Hati yang Memberontak

Hati yang Memberontak

Puisi menjadi penuang isi hati Tri Sulistyowati. Ada pikiran, pendapat, dan perasaannya. Terangkum dalam Antologi Puisi Gaya Tri Jilid 2.

Bagi Tri, puisi adalah untaian kata yang menyimpan beribu makna. Puisi juga ungkapan rasa yang tak terucap. ”Semua puisi yang saya tulis berlatar belakang kegelisahan hati,” ungkapnya.

Terkadang Tri melihat sebuah peristiwa yang memiriskan hatinya, kemudian ia mengutarakan perasaannya lewat puisi. ”Hati saya memberontak, dan jalur paling nyaman untuk itu adalah lewat puisi,” ujarnya.

Seperti saat ia menyaksikan tsunami yang terjadi di Pantai Anyer, pada 22 Desember 2018. Baginya, semua bencana alam yang terjadi adalah tanda kebesaran Tuhan.

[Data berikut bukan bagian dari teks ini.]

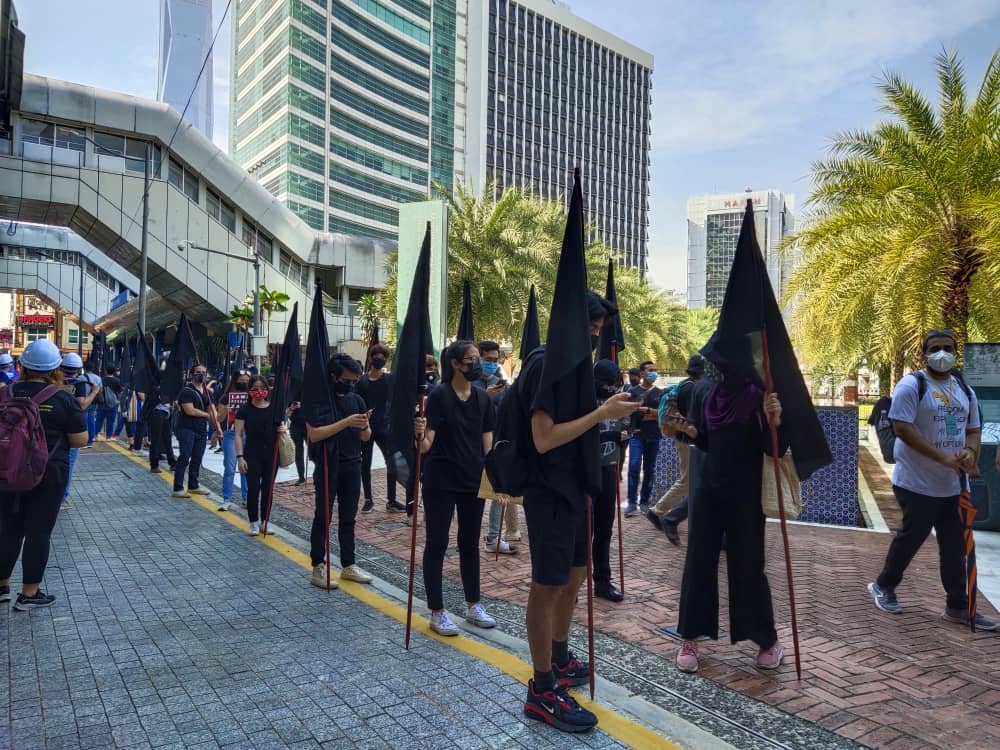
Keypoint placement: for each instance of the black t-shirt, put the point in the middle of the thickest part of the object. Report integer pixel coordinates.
(61, 416)
(455, 460)
(259, 430)
(200, 401)
(377, 394)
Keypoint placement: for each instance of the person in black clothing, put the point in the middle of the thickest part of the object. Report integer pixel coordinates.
(297, 425)
(255, 436)
(729, 424)
(27, 518)
(455, 435)
(375, 387)
(340, 436)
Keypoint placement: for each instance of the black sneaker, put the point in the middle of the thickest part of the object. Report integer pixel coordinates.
(573, 674)
(885, 599)
(36, 600)
(558, 708)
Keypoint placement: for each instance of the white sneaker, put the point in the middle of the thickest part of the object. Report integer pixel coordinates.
(356, 574)
(318, 578)
(505, 549)
(478, 616)
(442, 624)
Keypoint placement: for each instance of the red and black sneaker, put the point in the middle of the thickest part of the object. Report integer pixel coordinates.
(573, 674)
(557, 708)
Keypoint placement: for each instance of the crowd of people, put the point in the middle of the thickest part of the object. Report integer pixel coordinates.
(719, 416)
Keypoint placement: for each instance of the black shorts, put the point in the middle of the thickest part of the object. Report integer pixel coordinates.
(557, 535)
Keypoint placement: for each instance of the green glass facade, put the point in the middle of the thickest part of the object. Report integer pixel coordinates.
(345, 108)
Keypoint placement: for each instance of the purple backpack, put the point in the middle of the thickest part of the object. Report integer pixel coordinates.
(24, 451)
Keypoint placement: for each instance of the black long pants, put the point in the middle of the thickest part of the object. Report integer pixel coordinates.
(604, 524)
(298, 433)
(159, 439)
(380, 439)
(439, 508)
(26, 523)
(920, 514)
(735, 512)
(345, 488)
(260, 484)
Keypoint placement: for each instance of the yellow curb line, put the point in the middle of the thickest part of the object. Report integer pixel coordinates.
(611, 723)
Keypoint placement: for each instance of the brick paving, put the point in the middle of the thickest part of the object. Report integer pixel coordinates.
(175, 630)
(903, 681)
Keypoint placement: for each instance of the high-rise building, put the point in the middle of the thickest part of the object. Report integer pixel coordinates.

Sering kali manusia melupakan hal itu, terlena dengan keserakahan, lalu meratap ketika bencana datang akibat keserakahan tersebut. Tri menuangkannya dalam puisi berjudul Sebuah Penanda.

Tsunami/Dahsyat bagai geliat banteng mengamuk/Meninggi/Menghempas sejauh jangkauan yang ia mampu/Tak kuasa membawa serta segala yang ditemuinya/Menyapu bersih bibir pantai yang bernyanyi memanggil namanya/Sayangnya/Manusia melupakan tanda-tandanya/Sampai sebagian kita ikut menjadi saksi kedahsyatannya/Hingga datang menjadi tamu-Nya.

Begitulah cuplikan puisi karya Tri tentang kejadian tsunami Pantai Anyer. Puisi-puisi Tri yang merespons segala kejadian sepanjang 2018-2019, diterbitkan menjadi buku antologi puisi berjudul Gaya Tri Jilid II oleh Penerbit Embrio.

Buku tersebut adalah kelanjutan dari buku Gaya Tri Jilid I yang diterbitkan pada 2019. Tentu sama dengan buku sebelumnya, Tri masih memanfaatkan puisi sebagai media ekspresi terbaik. “Puisi bagi saya adalah serangkaian kata yang sarat makna. Meski hanya sebaris kalimat, mampu bercerita tentang sebuah peristiwa,” ujar alumni Sastra Inggris, Fakultas Ilmu Budaya, Universitas Airlangga itu.

Bahasa puisi karya Tri tampak lugas, terkadang tanpa selubung metafora yang tak membuat pembaca berpikir keras untuk mengurai maknanya. Namun justru kelugasan tersebut menyiratkan ekspresi emosionalnya ketika merespons sebuah hal.

Tanpa terlalu tedeng aling-aling. Seperti ciri kultur arek. Dia pun asli Sidoarjo, yang juga masih jadi bagian dari kultur arek tersebut.

Seperti ketika dia menanggapi fenomena maraknya narkoba dan alkohol di kalangan generasi muda. Bagi para pemadat maupun alkoholik, narkoba dan alkohol dianggap sebagai minuman surga.

Kritik atas terlenanya para pemuda dengan barang-barang terlarang itu diungkapkan Tri lewat puisinya berjudul Racun Minuman Surga.

Potret generasi salah asuh/Melanda kalangan secara menyeluruh/Dari gang sempit di kota besar/Hingga ke desa sudah tersebar/Merusak dan merenggut pemuda masa depan/Tak terhitung korban berjatuhan/Mari gandeng tangan satukan tekad/Perangi obat dan minuman laknat.

Lewat puisi itu, segala yang jadi kegelisahan Tri dituang melalui sarana tersebut. Dalam prosesnya, ketika menemukan kesulitan dalam menulis, tak jarang ia harus melihat-lihat kamus KBBI. ”Untuk memperkaya diksi saya memang membuka kamus. Sering juga meminta pendapat orang lain,” ujar perempuan 50 tahun itu.